Liderem ekipy powinien być Grigorij Łaguta. Powinien - ponieważ zawodnik ten otrzymał ostatnio obywatelstwo łotewskie, a jego związki z Władywostokiem są coraz słabsze i wcale nie są przesądzone jego starty w rodzinnym mieście. Szansę na odrodzenie otrzyma Maksim Karajczencew. Uważany jeszcze kilka lat temu za wielki talent, w ostatnich sezonach wyraźnie zatrzymał się w rozwoju i przegrywał rywalizację o miejsce w składzie. Podobnie sytuacja wygląda z Aleksiejem Charczenką, który w minionych latach skłócony z klubem szukał szczęścia w zespole ojca (Primorje Primorskij Kraj) oraz w Oktiabrsku, ale najczęściej nigdzie nie startował. A przecież jeszcze dwa lata temu zdobył on złoty medal mistrzostw Rosji juniorów. Poza nimi w ekipie Wostoku trudno szukać znaczących nazwisk. Wchodzący w wiek seniora Nikołaj Kaminskij w kategorii juniorów niczym nie imponował. Aleksandr Kazionnyj w minionym roku w ogóle nie startował. Z kolei bardzo wątpliwe, aby na torze pojawił się trener ekipy 48-letni Igor Stoliarow.

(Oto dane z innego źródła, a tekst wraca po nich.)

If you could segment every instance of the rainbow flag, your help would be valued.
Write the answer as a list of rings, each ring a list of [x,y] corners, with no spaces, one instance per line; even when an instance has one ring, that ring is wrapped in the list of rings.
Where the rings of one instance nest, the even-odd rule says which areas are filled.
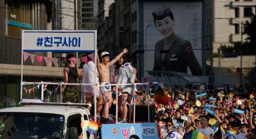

Bardzo przyzwoicie wygląda za to skład juniorski drużyny Wostoku. Znakomicie w swoim debiutanckim sezonie spisywał się młodszy brat Grigorija Łaguty - Artem i kibice we Władywostoku liczą na jego dalszy rozwój. Spore doświadczenie posiadają już też Wasilij Panchaj oraz Michaił Skaczko. Korzystne wrażenie w imprezach juniorskich sprawiał przed rokiem Wiaczesław Kazaczuk.
W związku z problemami finansowymi drużyny, trudno jednoznacznie powiedzieć czy i jak często Wostok będzie korzystał w usług zawodników zagranicznych. Z całą pewnością w ekipie z Władywostoku nie wystąpi Dariusz Śledź, dotychczas regularnie wzmacniający Wostok w meczach ligowych, który zakończył karierę.
Zbliżający się sezon będzie dla drużyny Wostoku rokiem przetrwania. Być może na własnym torze uda się żużlowcom z Dalekiego Wschodu sprawiać niespodzianki, ale głównym celem będzie szkolenie młodzieży i odbudowa silnej jeszcze do niedawna drużyny.